Como se sabe, a teoria dos sistemas abertos conhecidas em biologia em lógica (von Foerster, Atlan, etc.) postulam em vez de considerar uma perturbação como um ruído prejudicial para a transmissão duma mensagem (como o faz a teoria da informação), podemos encarar que uma perturbação se integra na estrutura que se lhe adapta renovando-se ou que lhe sucumbe repetindo-se. Deixa então de se falar de perturbação ou de ruído para se falar de acontecimento.
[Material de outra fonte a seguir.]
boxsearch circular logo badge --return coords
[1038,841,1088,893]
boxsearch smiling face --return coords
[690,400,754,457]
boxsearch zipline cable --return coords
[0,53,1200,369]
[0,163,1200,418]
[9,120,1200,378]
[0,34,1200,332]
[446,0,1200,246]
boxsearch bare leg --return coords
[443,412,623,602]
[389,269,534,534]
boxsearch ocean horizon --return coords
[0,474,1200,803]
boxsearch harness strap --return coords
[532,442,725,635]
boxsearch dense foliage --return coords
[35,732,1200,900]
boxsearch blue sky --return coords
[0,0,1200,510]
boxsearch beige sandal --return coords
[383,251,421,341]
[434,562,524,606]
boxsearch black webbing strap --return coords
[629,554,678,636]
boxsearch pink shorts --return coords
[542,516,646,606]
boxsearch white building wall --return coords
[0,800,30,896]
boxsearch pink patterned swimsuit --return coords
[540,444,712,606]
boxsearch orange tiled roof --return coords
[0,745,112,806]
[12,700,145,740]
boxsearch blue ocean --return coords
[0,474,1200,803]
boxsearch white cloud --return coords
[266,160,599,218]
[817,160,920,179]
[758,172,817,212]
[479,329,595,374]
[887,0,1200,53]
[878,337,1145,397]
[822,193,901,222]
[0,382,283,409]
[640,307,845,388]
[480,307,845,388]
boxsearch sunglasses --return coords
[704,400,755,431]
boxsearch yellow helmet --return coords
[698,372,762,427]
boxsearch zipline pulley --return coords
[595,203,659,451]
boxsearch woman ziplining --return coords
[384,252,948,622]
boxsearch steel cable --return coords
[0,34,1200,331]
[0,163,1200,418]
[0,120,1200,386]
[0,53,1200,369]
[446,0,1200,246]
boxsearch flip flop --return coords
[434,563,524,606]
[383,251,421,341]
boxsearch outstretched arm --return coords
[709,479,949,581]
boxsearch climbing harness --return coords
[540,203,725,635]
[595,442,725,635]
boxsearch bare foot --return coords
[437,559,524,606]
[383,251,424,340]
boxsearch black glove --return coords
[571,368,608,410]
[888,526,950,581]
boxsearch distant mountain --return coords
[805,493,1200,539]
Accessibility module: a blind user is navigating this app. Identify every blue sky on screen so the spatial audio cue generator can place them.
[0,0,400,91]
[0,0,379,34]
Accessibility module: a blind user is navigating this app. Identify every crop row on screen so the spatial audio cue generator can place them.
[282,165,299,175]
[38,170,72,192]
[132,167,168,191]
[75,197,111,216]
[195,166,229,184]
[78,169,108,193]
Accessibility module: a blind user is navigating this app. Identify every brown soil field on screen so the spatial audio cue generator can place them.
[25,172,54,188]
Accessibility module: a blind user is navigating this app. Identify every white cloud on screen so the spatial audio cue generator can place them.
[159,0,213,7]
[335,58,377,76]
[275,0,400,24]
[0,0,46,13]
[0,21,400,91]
O acontecimento é o testemunho da auto-organização dos sistemas abertos que são os organismos vivos e a fortiori o ser humano. Não há acontecimento senão num sistema aberto a um outro e como tal sujeito a modificação. Tudo o resto é “estrutura” ou “ruído”. Na biologia considera-se que esta capacidade de renovação da estrutura a partir do acontecimento passa por uma mudança de alfabeto: por um aumento do número de “letras” nas moléculas, por uma complexificação das operações entre si, em que o “organismo para o acontecimento” se apropria de determinados elementos do código pertencente aos outros sistemas com os quais está em interacção. No ser falante, este salto, o ruído, tornado acontecimento, supõe uma complexificação do aparelho psíquico que se apropria das capacidades de um outro. Este salto é a revelação , sempre suportada por uma palavra (ou imagem, gesto, voz – manifestações transverbais) . Para que o acontecimento seja uma revelação e não um dano destruidor, é preciso que o sujeito deixe de repetir e que se alargue ao máximo as suas capacidades simbólicas e imaginárias. Essa palavra incita o sujeito a apropriar-se do acontecimento, a adaptar-se-lhe e a renovar-se. Kristeva chama-lhe “o estado amoroso” (11). Mas há um segundo discurso que a associação “acontecimento-revelação” evoca e que é o discurso da religião sobre o estado limite da subjetividade. Deleuze alertava para não confundir o acontecimento com a sua natureza linguageira. A fronteira não passa entre a linguagem e o acontecimento de um lado, o mundo e os seus estados de coisas do outro, mas entre duas interpretações da relação da linguagem e do mundo. O acontecimento está dos dois lados simultaneamente, como aquilo que na linguagem se distingue da proposição e aquilo que no mundo se distingue dos estados de coisas. Donde a aplicação do par virtual-actual ao conceito de acontecimento. O acontecimento é inseparavelmente o sentido das frases e o devir do mundo (12).